Packet is a binary serialization framework, similar to Google Protocol Buffers, Apache Thrift, and MessagePack. Packets offers granular control over underlying serialization format that enables you to define existing binary formats (such as network protocols) and generate binding for them in your favorite programming language.
Well, there are many binary protocols around: IP, TCP, and OpenFlow! Can you define an OpenFlow packet in protocol buffers or thrift? No, because you don't have control over the actual representation format. Their approach is elegant for most applications, but won't work for predefined binary wire protocols. If someone gives you a protocol definition in TLV, you're on your own to write the bindings. It gets even worse, when you have to support different languages. That's why I started the Packet project for these Odd (but important) applications.
Packet support polymorphism as long as all the packets in the hierarchy are generated in the same generation pass. The behaviour is undefined when Packets are separately generated.
This is a packet snippet that implements an OpenFlow packet_in:
# Packet received on port (datapath -> controller).

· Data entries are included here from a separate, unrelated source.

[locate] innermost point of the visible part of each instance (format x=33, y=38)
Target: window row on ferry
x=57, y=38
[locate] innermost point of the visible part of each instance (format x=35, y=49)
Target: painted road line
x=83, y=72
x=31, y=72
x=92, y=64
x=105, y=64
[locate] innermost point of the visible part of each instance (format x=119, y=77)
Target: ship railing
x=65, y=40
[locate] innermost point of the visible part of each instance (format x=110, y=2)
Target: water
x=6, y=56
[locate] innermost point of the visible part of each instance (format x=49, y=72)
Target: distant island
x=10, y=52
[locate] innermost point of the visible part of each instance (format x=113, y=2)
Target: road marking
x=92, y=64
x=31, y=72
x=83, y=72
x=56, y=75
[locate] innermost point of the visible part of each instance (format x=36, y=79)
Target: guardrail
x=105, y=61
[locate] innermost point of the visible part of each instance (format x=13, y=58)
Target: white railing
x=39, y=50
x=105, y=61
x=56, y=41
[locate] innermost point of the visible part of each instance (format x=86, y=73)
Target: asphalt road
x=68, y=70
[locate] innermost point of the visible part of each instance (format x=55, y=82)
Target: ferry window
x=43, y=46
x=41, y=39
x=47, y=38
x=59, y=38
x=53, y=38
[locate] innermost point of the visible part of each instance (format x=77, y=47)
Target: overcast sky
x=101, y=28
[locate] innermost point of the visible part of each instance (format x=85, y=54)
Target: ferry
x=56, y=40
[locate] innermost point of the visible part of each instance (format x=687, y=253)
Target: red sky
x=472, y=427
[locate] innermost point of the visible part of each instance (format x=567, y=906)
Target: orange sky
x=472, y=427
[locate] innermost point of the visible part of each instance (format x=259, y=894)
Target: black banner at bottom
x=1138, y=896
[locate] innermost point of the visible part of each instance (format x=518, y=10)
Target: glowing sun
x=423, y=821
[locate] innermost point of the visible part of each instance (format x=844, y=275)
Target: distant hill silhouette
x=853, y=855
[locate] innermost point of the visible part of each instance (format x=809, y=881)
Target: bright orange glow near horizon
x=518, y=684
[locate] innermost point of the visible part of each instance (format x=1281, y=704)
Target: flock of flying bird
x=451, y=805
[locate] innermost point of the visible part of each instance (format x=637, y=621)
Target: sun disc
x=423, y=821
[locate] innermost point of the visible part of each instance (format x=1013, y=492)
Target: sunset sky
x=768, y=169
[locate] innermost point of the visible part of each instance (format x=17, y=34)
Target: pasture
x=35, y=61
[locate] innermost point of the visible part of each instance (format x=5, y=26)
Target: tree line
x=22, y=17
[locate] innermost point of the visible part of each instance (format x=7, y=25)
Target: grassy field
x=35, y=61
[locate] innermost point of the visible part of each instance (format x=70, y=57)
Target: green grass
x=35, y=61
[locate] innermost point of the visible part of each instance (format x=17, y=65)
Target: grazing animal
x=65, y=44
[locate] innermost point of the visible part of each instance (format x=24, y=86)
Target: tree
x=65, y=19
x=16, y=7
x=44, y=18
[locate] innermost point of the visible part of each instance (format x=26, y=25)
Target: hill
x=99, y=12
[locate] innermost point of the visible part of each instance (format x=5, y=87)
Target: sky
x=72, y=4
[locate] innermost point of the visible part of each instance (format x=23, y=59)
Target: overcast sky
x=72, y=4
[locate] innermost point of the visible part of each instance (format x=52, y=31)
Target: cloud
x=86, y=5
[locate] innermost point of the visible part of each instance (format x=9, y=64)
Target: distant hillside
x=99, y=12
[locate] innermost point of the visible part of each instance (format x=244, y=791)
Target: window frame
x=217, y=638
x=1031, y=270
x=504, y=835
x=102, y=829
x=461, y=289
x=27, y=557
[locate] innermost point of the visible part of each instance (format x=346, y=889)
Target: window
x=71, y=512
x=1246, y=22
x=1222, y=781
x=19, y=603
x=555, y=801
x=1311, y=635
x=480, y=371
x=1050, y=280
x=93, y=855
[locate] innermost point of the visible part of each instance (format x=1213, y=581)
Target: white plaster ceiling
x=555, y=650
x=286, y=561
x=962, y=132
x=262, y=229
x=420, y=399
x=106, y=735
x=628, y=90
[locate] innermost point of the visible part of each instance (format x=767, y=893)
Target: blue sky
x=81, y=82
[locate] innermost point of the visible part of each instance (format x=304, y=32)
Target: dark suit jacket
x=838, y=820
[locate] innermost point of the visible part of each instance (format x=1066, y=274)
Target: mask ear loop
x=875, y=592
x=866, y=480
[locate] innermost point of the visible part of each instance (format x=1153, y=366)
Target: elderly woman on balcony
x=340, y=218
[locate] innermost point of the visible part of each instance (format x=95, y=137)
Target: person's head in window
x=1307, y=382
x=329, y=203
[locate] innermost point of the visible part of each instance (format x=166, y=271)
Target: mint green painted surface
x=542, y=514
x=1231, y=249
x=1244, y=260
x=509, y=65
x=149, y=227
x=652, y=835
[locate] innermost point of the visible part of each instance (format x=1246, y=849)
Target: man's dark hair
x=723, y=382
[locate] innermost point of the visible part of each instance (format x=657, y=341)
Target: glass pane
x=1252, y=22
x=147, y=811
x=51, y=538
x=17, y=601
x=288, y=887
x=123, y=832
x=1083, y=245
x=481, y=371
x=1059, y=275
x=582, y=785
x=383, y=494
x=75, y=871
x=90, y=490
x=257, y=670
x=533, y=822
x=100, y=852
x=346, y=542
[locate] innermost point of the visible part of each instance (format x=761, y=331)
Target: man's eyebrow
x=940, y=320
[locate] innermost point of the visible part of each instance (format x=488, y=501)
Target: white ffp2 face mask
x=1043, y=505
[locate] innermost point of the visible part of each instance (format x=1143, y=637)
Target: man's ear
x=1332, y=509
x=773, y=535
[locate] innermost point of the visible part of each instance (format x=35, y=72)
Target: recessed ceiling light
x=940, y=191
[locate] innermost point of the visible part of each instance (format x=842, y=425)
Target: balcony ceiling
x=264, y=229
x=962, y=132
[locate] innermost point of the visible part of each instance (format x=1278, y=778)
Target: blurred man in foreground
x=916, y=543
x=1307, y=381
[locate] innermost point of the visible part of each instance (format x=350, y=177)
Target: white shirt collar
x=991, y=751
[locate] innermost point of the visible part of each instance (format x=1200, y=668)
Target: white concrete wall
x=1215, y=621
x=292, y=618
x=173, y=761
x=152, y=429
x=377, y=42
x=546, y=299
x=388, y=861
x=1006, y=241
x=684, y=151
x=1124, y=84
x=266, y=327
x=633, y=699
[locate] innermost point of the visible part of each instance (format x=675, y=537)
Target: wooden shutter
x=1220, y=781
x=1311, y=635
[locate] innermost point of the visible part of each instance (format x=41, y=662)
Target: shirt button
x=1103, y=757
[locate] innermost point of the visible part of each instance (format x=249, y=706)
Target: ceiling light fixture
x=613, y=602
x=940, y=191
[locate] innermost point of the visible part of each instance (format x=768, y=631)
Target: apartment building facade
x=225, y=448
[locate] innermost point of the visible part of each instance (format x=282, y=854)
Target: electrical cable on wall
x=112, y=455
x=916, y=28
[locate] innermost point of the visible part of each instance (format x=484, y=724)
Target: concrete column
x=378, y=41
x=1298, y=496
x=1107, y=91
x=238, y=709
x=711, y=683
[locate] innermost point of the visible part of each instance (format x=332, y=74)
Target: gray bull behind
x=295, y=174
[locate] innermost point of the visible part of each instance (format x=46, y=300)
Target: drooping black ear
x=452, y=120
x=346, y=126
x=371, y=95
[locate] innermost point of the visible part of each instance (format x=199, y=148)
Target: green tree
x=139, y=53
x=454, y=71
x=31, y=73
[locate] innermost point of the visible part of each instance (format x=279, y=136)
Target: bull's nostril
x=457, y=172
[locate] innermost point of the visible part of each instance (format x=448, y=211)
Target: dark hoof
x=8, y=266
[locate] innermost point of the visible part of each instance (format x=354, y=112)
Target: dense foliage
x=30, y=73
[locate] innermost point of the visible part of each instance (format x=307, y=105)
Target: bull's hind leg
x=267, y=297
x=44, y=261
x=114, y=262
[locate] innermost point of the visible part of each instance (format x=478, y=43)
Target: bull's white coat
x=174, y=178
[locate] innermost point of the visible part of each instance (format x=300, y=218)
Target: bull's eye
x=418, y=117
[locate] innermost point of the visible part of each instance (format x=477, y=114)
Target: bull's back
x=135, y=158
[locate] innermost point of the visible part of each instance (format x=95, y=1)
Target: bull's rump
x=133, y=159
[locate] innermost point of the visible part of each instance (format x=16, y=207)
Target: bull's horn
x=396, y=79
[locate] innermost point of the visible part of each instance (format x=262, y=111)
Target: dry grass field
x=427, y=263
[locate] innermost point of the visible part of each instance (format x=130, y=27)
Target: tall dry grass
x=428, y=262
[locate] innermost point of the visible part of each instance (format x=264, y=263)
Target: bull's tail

@type_selector(type = Type.PT_PACKET_IN)
packet PacketIn(Header10) {
uint32 buffer_id; # ID assigned by datapath.
uint16 total_len; # Full length of frame.
uint16 in_port; # Port on which frame was received.
uint8 reason; # Reason packet is being sent (one of.PR_*)
uint8 pad;
@repeated
uint8 data; # Ethernet frame, halfway through 32-bit word,
# so the IP header is 32-bit aligned. The
# amount of data is inferred from the length
# field in the header. Because of padding,
# offsetof(packet PacketIn, data) ==
# sizeof(packet PacketIn) - 2.
}
PacketIn derives from openflow header v1.0. The type field of a packet in always is always PT_PACKET_IN.